I have been trying to make my own neural networks from scratch. After some time, I made it, but I run into a problem I cannot solve. I have been following a tutorial which shows how to do this. The problem I run into, was how my network updates weights and biases. Well, I know that gradient descent won't be always decreasing loss and for a few epochs it might even increase a bit, bit it still should decrease and work much better than mine does. Sometimes the whole process gets stuck on loss 9 and 13 and it cannot get out of it. I have checked many tutorials, videos and websites, but I couldn't find anything wrong in my code. self.activate, self.dactivate, self.loss and self.dloss:
# sigmoid
self.activate = lambda x: np.divide(1, 1 + np.exp(-x))
self.dactivate = lambda x: np.multiply(self.activate(x), (1 - self.activate(x)))
# relu
self.activate = lambda x: np.where(x > 0, x, 0)
self.dactivate = lambda x: np.where(x > 0, 1, 0)
# loss I use (cross-entropy)
clip = lambda x: np.clip(x, 1e-10, 1 - 1e-10) # it's used to squeeze x into a probability between 0 and 1 (which I think is required)
self.loss = lambda x, y: -(np.sum(np.multiply(y, np.log(clip(x))) + np.multiply(1 - y, np.log(1 - clip(x))))/y.shape[0])
self.dloss = lambda x, y: -(np.divide(y, clip(x)) - np.divide(1 - y, 1 - clip(x)))
The code I use for forwardpropagation:
self.activate(np.dot(X, self.weights) + self.biases) # it's an example for first hidden layer
And that's the code for backpropagation:
First part, in DenseNeuralNetwork class:
last_derivative = self.dloss(output, y)
for layer in reversed(self.layers):
last_derivative = layer.backward(last_derivative, self.lr)
And the second part, in Dense class:
def backward(self, last_derivative, lr):
w = self.weights
dfunction = self.dactivate(last_derivative)
d_w = np.dot(self.layer_input.T, dfunction) * (1./self.layer_input.shape[1])
d_b = (1./self.layer_input.shape[1]) * np.dot(np.ones((self.biases.shape[0], last_derivative.shape[0])), last_derivative)
self.weights -= np.multiply(lr, d_w)
self.biases -= np.multiply(lr, d_b)
return np.dot(dfunction, w.T)
I have also made a repl so you can check the whole code and run it without any problems.
1.
line 12
self.dloss = lambda x, y: -(np.divide(y, clip(x)) - np.divide(1 - y, 1 - clip(x)))

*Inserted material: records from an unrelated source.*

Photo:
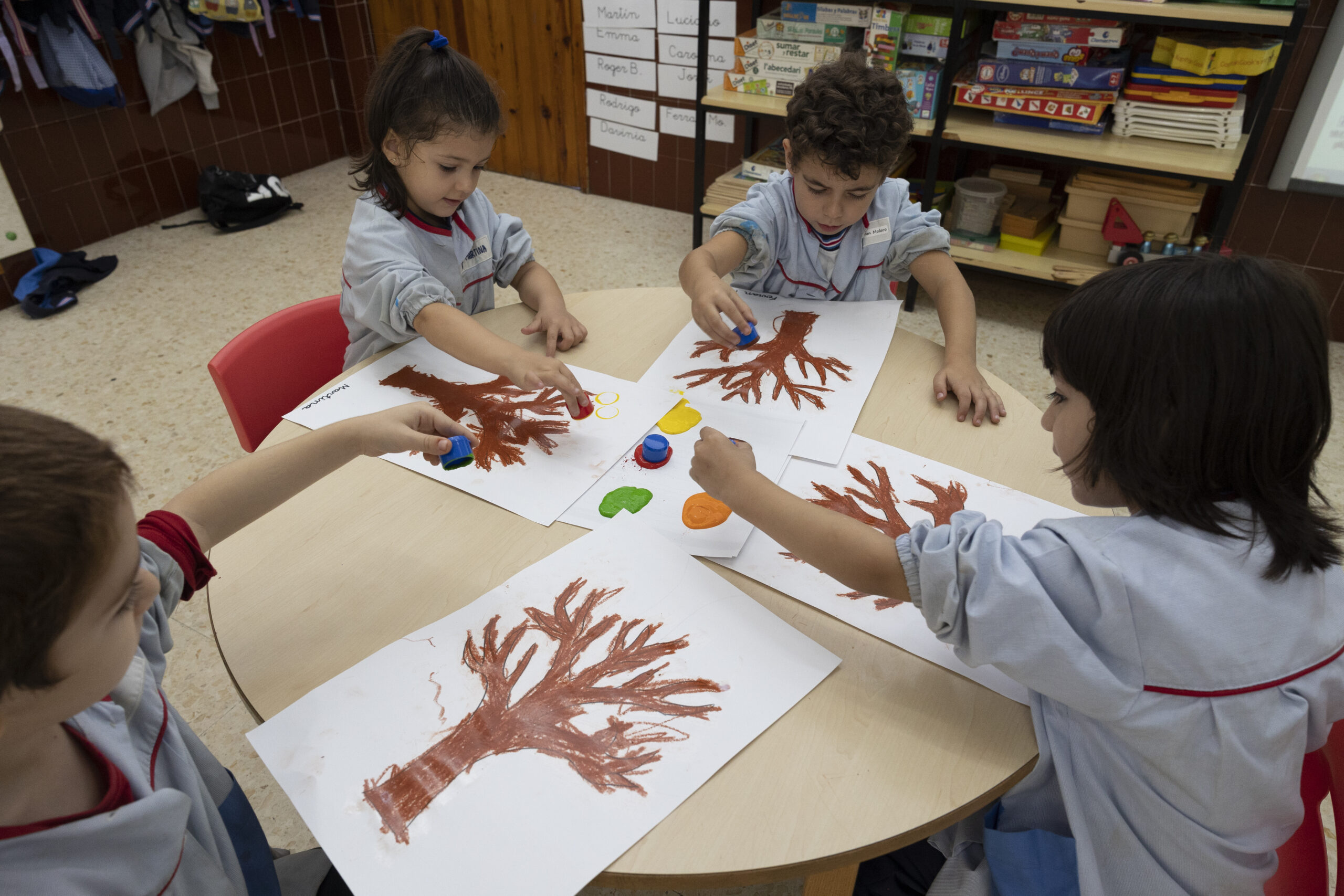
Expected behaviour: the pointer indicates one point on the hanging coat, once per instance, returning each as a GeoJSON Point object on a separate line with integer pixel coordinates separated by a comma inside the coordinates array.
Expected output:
{"type": "Point", "coordinates": [172, 61]}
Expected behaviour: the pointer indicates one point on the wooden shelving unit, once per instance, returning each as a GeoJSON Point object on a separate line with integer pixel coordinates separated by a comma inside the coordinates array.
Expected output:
{"type": "Point", "coordinates": [965, 129]}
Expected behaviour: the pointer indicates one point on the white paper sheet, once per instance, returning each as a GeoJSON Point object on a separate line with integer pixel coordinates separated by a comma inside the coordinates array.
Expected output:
{"type": "Point", "coordinates": [671, 486]}
{"type": "Point", "coordinates": [518, 475]}
{"type": "Point", "coordinates": [843, 344]}
{"type": "Point", "coordinates": [517, 821]}
{"type": "Point", "coordinates": [902, 625]}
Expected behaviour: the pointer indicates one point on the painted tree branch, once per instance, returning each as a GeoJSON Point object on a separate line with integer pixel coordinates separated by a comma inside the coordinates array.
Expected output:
{"type": "Point", "coordinates": [499, 409]}
{"type": "Point", "coordinates": [543, 718]}
{"type": "Point", "coordinates": [772, 356]}
{"type": "Point", "coordinates": [878, 495]}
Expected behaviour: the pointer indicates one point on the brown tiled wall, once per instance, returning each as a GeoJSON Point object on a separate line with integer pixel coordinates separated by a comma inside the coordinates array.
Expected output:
{"type": "Point", "coordinates": [82, 175]}
{"type": "Point", "coordinates": [1304, 229]}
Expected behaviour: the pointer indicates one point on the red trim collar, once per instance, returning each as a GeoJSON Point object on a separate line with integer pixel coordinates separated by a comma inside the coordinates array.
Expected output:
{"type": "Point", "coordinates": [1233, 692]}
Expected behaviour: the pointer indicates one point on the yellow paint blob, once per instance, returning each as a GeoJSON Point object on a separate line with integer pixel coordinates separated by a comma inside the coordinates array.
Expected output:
{"type": "Point", "coordinates": [704, 512]}
{"type": "Point", "coordinates": [679, 419]}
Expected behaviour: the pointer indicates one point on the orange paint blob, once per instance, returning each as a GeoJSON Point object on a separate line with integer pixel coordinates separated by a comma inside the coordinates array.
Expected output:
{"type": "Point", "coordinates": [704, 512]}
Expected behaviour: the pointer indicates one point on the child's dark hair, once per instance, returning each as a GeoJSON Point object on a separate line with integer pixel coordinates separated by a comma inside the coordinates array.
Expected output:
{"type": "Point", "coordinates": [421, 92]}
{"type": "Point", "coordinates": [59, 491]}
{"type": "Point", "coordinates": [848, 116]}
{"type": "Point", "coordinates": [1210, 381]}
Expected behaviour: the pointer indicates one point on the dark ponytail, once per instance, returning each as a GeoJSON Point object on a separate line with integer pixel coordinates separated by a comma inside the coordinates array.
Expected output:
{"type": "Point", "coordinates": [421, 92]}
{"type": "Point", "coordinates": [1210, 381]}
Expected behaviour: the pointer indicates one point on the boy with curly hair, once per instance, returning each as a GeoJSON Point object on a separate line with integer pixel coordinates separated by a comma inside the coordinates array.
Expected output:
{"type": "Point", "coordinates": [835, 227]}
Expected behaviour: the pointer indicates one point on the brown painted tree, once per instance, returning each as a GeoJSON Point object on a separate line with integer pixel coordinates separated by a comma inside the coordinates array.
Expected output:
{"type": "Point", "coordinates": [878, 495]}
{"type": "Point", "coordinates": [543, 718]}
{"type": "Point", "coordinates": [499, 409]}
{"type": "Point", "coordinates": [772, 356]}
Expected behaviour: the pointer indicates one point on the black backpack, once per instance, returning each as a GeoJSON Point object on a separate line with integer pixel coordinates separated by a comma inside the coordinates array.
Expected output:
{"type": "Point", "coordinates": [236, 201]}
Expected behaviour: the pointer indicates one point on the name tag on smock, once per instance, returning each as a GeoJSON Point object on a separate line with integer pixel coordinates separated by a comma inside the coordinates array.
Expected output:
{"type": "Point", "coordinates": [480, 253]}
{"type": "Point", "coordinates": [877, 231]}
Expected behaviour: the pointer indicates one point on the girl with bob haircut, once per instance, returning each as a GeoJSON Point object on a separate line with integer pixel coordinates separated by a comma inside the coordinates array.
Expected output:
{"type": "Point", "coordinates": [425, 248]}
{"type": "Point", "coordinates": [1183, 659]}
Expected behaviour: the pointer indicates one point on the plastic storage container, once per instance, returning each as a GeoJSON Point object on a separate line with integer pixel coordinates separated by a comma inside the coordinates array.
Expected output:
{"type": "Point", "coordinates": [976, 205]}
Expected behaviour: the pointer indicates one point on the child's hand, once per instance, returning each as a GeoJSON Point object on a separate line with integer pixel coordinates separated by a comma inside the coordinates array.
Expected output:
{"type": "Point", "coordinates": [533, 373]}
{"type": "Point", "coordinates": [409, 428]}
{"type": "Point", "coordinates": [717, 297]}
{"type": "Point", "coordinates": [563, 331]}
{"type": "Point", "coordinates": [971, 388]}
{"type": "Point", "coordinates": [721, 462]}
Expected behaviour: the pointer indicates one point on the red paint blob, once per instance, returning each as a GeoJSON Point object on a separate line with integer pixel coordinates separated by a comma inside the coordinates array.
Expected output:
{"type": "Point", "coordinates": [639, 458]}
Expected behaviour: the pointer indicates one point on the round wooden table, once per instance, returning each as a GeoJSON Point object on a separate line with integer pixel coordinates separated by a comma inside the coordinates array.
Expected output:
{"type": "Point", "coordinates": [884, 753]}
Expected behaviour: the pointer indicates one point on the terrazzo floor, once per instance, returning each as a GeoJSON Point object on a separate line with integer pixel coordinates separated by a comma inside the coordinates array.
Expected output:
{"type": "Point", "coordinates": [130, 364]}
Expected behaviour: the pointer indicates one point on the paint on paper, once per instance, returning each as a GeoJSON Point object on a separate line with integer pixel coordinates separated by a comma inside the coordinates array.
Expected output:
{"type": "Point", "coordinates": [704, 512]}
{"type": "Point", "coordinates": [624, 499]}
{"type": "Point", "coordinates": [543, 718]}
{"type": "Point", "coordinates": [772, 359]}
{"type": "Point", "coordinates": [499, 409]}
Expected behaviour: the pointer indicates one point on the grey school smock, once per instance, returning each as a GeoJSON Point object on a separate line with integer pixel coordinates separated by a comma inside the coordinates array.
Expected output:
{"type": "Point", "coordinates": [785, 257]}
{"type": "Point", "coordinates": [394, 267]}
{"type": "Point", "coordinates": [1174, 691]}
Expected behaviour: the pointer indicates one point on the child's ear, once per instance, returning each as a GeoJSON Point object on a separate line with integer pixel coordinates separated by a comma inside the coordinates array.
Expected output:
{"type": "Point", "coordinates": [394, 148]}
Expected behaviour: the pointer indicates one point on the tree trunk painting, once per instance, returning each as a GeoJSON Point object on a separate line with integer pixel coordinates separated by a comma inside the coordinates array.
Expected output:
{"type": "Point", "coordinates": [499, 409]}
{"type": "Point", "coordinates": [879, 496]}
{"type": "Point", "coordinates": [543, 718]}
{"type": "Point", "coordinates": [745, 379]}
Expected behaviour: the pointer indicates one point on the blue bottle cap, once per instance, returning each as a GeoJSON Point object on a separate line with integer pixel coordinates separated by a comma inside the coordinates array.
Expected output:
{"type": "Point", "coordinates": [459, 456]}
{"type": "Point", "coordinates": [655, 449]}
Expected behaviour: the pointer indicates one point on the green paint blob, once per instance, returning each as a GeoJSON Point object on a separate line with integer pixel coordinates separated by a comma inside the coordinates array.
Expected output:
{"type": "Point", "coordinates": [624, 499]}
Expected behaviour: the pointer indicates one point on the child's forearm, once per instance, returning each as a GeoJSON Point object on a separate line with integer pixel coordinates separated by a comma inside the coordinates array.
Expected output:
{"type": "Point", "coordinates": [956, 304]}
{"type": "Point", "coordinates": [537, 288]}
{"type": "Point", "coordinates": [457, 333]}
{"type": "Point", "coordinates": [846, 550]}
{"type": "Point", "coordinates": [244, 491]}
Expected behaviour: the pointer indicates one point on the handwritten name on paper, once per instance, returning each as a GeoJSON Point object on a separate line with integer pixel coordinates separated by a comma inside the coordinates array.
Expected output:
{"type": "Point", "coordinates": [627, 111]}
{"type": "Point", "coordinates": [683, 51]}
{"type": "Point", "coordinates": [624, 139]}
{"type": "Point", "coordinates": [683, 16]}
{"type": "Point", "coordinates": [323, 398]}
{"type": "Point", "coordinates": [678, 82]}
{"type": "Point", "coordinates": [620, 14]}
{"type": "Point", "coordinates": [622, 42]}
{"type": "Point", "coordinates": [618, 71]}
{"type": "Point", "coordinates": [680, 123]}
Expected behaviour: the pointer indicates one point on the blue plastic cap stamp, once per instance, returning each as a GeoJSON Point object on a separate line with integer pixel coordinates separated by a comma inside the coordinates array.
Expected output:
{"type": "Point", "coordinates": [459, 456]}
{"type": "Point", "coordinates": [652, 453]}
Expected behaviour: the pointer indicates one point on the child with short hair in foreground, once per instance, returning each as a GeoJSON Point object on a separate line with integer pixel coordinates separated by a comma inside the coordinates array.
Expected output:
{"type": "Point", "coordinates": [835, 227]}
{"type": "Point", "coordinates": [425, 246]}
{"type": "Point", "coordinates": [104, 787]}
{"type": "Point", "coordinates": [1180, 660]}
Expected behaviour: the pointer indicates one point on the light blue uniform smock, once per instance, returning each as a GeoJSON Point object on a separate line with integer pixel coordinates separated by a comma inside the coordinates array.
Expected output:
{"type": "Point", "coordinates": [1174, 692]}
{"type": "Point", "coordinates": [785, 257]}
{"type": "Point", "coordinates": [395, 265]}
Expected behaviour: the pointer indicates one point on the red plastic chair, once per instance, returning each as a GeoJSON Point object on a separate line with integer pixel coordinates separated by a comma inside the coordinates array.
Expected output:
{"type": "Point", "coordinates": [1303, 867]}
{"type": "Point", "coordinates": [276, 363]}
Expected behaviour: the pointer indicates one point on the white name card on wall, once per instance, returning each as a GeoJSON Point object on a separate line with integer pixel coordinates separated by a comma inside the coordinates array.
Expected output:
{"type": "Point", "coordinates": [679, 81]}
{"type": "Point", "coordinates": [624, 139]}
{"type": "Point", "coordinates": [620, 14]}
{"type": "Point", "coordinates": [683, 51]}
{"type": "Point", "coordinates": [622, 42]}
{"type": "Point", "coordinates": [683, 16]}
{"type": "Point", "coordinates": [627, 111]}
{"type": "Point", "coordinates": [618, 71]}
{"type": "Point", "coordinates": [680, 123]}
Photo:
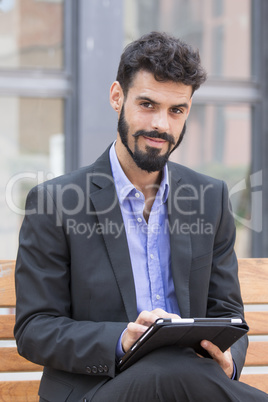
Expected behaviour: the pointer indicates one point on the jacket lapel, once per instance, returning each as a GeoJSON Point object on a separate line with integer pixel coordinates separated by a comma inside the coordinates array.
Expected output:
{"type": "Point", "coordinates": [179, 206]}
{"type": "Point", "coordinates": [104, 199]}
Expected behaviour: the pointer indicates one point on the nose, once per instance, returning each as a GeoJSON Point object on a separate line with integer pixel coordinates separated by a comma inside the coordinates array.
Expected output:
{"type": "Point", "coordinates": [160, 121]}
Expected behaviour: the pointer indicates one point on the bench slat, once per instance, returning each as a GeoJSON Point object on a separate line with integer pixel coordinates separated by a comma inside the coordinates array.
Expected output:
{"type": "Point", "coordinates": [259, 381]}
{"type": "Point", "coordinates": [257, 354]}
{"type": "Point", "coordinates": [19, 391]}
{"type": "Point", "coordinates": [7, 284]}
{"type": "Point", "coordinates": [7, 323]}
{"type": "Point", "coordinates": [257, 322]}
{"type": "Point", "coordinates": [253, 276]}
{"type": "Point", "coordinates": [11, 361]}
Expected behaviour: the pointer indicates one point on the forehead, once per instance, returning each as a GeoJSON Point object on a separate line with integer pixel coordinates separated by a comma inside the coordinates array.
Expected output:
{"type": "Point", "coordinates": [144, 84]}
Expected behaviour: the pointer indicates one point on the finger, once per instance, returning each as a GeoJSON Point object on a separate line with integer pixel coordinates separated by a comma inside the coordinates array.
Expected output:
{"type": "Point", "coordinates": [213, 350]}
{"type": "Point", "coordinates": [132, 334]}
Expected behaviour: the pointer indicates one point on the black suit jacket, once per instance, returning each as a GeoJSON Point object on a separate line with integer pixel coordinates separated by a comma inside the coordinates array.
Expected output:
{"type": "Point", "coordinates": [74, 283]}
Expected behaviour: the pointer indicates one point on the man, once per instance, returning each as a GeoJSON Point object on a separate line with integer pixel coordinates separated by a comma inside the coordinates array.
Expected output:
{"type": "Point", "coordinates": [108, 249]}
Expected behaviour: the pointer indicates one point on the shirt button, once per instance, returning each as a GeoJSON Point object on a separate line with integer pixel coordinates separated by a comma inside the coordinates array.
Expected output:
{"type": "Point", "coordinates": [94, 370]}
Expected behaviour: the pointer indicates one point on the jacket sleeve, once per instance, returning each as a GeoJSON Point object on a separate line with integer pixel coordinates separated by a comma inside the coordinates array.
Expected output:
{"type": "Point", "coordinates": [224, 289]}
{"type": "Point", "coordinates": [45, 331]}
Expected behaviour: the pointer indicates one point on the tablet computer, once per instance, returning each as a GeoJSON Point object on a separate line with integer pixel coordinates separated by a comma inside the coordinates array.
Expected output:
{"type": "Point", "coordinates": [185, 332]}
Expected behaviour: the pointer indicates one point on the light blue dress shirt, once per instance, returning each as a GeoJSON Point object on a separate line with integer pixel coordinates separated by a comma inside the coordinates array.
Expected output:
{"type": "Point", "coordinates": [148, 243]}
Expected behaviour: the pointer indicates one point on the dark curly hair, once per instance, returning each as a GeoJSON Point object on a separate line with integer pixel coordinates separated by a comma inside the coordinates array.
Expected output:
{"type": "Point", "coordinates": [166, 57]}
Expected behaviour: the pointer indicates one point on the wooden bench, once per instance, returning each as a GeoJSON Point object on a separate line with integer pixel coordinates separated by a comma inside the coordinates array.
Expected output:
{"type": "Point", "coordinates": [253, 274]}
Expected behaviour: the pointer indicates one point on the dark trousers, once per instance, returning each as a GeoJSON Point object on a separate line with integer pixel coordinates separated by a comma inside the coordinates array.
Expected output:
{"type": "Point", "coordinates": [171, 375]}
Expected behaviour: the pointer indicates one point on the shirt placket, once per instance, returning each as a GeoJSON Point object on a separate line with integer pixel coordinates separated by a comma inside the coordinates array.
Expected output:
{"type": "Point", "coordinates": [153, 261]}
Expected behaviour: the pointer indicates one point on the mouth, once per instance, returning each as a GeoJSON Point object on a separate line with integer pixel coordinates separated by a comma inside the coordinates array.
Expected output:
{"type": "Point", "coordinates": [154, 142]}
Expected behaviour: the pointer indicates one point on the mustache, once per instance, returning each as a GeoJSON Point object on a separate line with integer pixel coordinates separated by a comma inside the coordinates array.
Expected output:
{"type": "Point", "coordinates": [154, 134]}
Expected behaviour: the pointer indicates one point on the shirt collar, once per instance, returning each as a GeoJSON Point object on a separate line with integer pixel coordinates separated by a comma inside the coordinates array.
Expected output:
{"type": "Point", "coordinates": [124, 186]}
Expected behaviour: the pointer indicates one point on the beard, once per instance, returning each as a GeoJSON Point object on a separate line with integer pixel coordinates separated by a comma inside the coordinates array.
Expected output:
{"type": "Point", "coordinates": [150, 160]}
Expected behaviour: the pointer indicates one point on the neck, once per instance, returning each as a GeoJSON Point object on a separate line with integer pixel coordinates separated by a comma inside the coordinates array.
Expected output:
{"type": "Point", "coordinates": [141, 179]}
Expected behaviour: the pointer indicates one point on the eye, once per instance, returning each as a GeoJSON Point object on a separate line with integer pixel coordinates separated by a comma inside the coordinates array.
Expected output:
{"type": "Point", "coordinates": [147, 105]}
{"type": "Point", "coordinates": [176, 110]}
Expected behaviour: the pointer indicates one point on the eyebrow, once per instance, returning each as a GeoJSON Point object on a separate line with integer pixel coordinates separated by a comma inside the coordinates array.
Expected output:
{"type": "Point", "coordinates": [145, 98]}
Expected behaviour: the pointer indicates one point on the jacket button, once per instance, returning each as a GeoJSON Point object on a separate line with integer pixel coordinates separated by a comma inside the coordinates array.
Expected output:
{"type": "Point", "coordinates": [100, 369]}
{"type": "Point", "coordinates": [94, 370]}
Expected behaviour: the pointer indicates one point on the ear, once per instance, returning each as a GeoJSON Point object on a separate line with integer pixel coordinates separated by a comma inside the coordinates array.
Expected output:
{"type": "Point", "coordinates": [189, 108]}
{"type": "Point", "coordinates": [116, 96]}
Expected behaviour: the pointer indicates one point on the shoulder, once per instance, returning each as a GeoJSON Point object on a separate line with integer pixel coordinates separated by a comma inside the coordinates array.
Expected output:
{"type": "Point", "coordinates": [186, 176]}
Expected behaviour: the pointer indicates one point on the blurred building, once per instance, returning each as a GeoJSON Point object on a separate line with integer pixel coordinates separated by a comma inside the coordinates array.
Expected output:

if you're going to clip x, you shoud clip y too.
I mean there are some ways to implement this, but if you are going to use this way.
change to
self.dloss = lambda x, y: -(np.divide(clip(y), clip(x)) - np.divide(1 - clip(y), 1 - clip(x)))
2.
line 75
dfunction = self.dactivate(last_derivative)
this back propagation part is just wrong.
change to
dfunction = last_derivative*self.dactivate(np.dot(self.layer_input, self.weights) + self.biases)
3.
line 77
d_b = (1./self.layer_input.shape[1]) * np.dot(np.ones((self.biases.shape[0], last_derivative.shape[0])), last_derivative)
last_derivative should be dfunction. I think this is just a mistake.
change to
d_b = (1./self.layer_input.shape[1]) * np.dot(np.ones((self.biases.shape[0], last_derivative.shape[0])), dfunction)
4.
line 85
self.weights = np.random.randn(neurons, self.neurons) * np.divide(6, np.sqrt(self.neurons * neurons))
self.biases = np.random.randn(1, self.neurons) * np.divide(6, np.sqrt(self.neurons * neurons))
Not sure where you are going with this, but I think the initialized values are too big. We're not doing precise hypertuning, so I just made it small.
self.weights = np.random.randn(neurons, self.neurons) * np.divide(6, np.sqrt(self.neurons * neurons)) / 100
self.biases = np.random.randn(1, self.neurons) * np.divide(6, np.sqrt(self.neurons * neurons)) / 100
All good now
After this I changed the learning rate to 0.01 because it was to slow, and it worked fine.
I think you are misunderstanding back propagation. You should probably double check how it works. The other parts are ok I think.